Mr Mueller will appear at the highly anticipated hearings, in front of the judiciary and intelligence committees, on Wednesday.
Bradley Weinsheimer, the US assistant deputy attorney general, warned the 74-year-old that his testimony “must remain within the boundaries of your public report because matters within the scope of your investigation were covered by executive privilege.”
“These privileges would include discussion about investigative steps or decisions made during your investigation not otherwise described in the public version of your report,” Mr Weinsheimer added, in a letter sent to Mr Mueller.
The department’s letter comes just weeks after Mr Trump issued a similar warning on Twitter.
“Robert Mueller is being asked to testify yet again,” the president said earlier this month.
“He said he could only stick to the Report, & that is what he would and must do. After so much testimony & total transparency, this Witch Hunt must now end. No more Do Overs. No Collusion, No Obstruction.”
Democrats are expected to ask the former special counsel about Donald Trump’s alleged misconduct.
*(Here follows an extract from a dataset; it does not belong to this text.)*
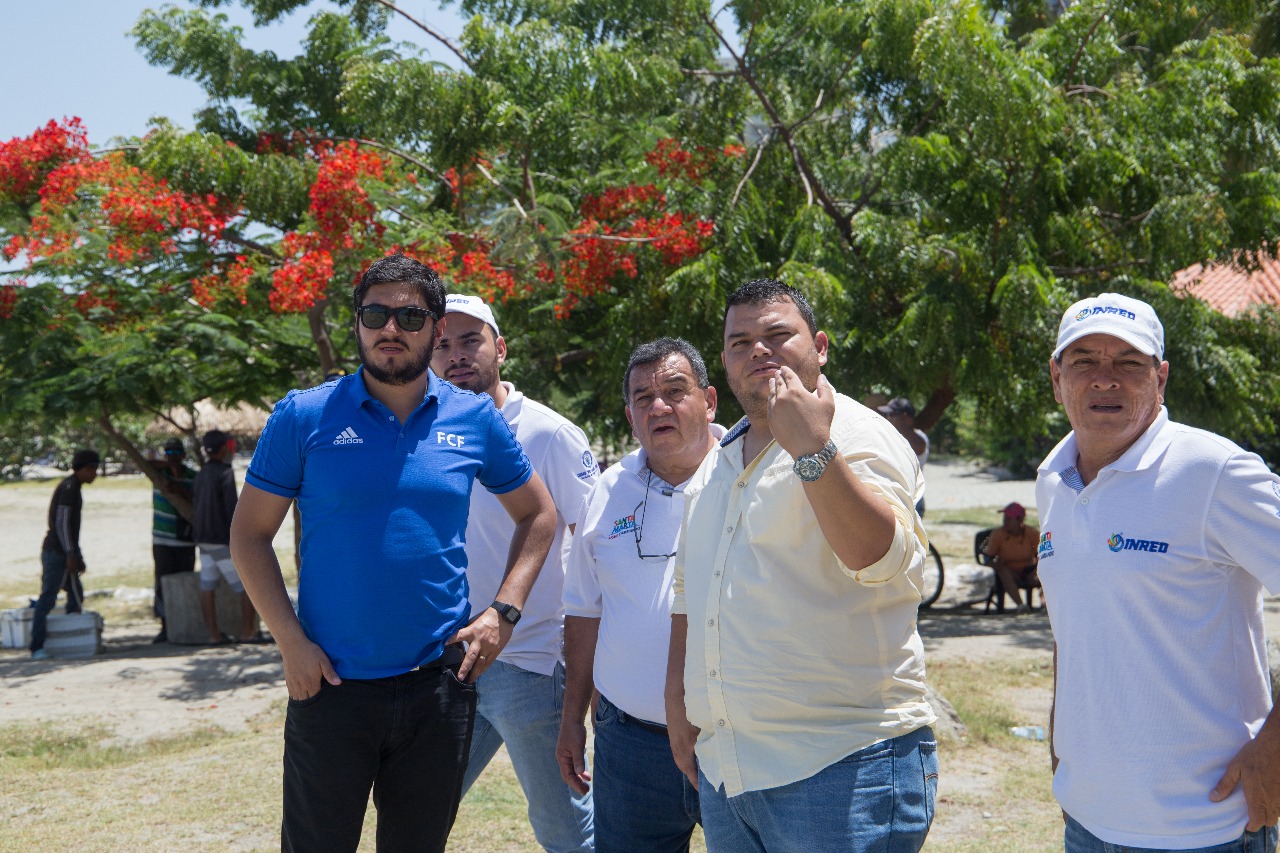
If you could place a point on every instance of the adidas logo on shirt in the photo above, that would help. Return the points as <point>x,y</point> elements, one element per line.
<point>348,437</point>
Mr Mueller’s public report, published in March 2019, discussed numerous examples of contact between Russian officials and Mr Trump’s campaign, but found no evidence of a criminal conspiracy.
The report also laid out examples of 10 incidents in which the US president sought to hinder the probe.
Despite his findings, Mr Mueller did not draw a conclusion on whether Donald Trump obstructed justice.
William Barr, the US attorney general and a member of the Trump administration, later ruled that there was not enough evidence to bring obstruction charges against the president.
Mr Barr’s ruling has proved highly controversial and has been called into question by Democrats.
Jerrold Nadler, the Democratic chair of the judiciary committee, said he thought there was “substantial evidence” that Mr Trump had committed “high crimes and misdemeanours”.
Several Democrats in the House of Representatives are pressing to impeach the president, but such evidence would be required for proceedings to begin.
The Democratic leadership has avoided an impeachment attempt, as Nancy Pelosi, the house speaker, believes it would harm the party’s 2020 electoral chances.
But the party remains split, with progressives such as Al Green continuing to call for the president’s removal.
Mr Mueller completed his investigation into Russian election interference in March 2019, following a probe which took nearly two years.
A spokesperson for Mr Mueller said no one at the justice department, the White House or congress would read the 74-year-old’s statement before he delivered it on Wednesday.
The former special counsel has been using offices at his former law firm WilmerHale and working with a small team to prepare for the back-to-back hearings.
Mr Mueller has previously said that he will not go beyond the content of the report in his congressional testimony.
“He will come well prepared,” the spokesperson added.
“His team has been working on this for a while and they will be ready for whatever comes their way.”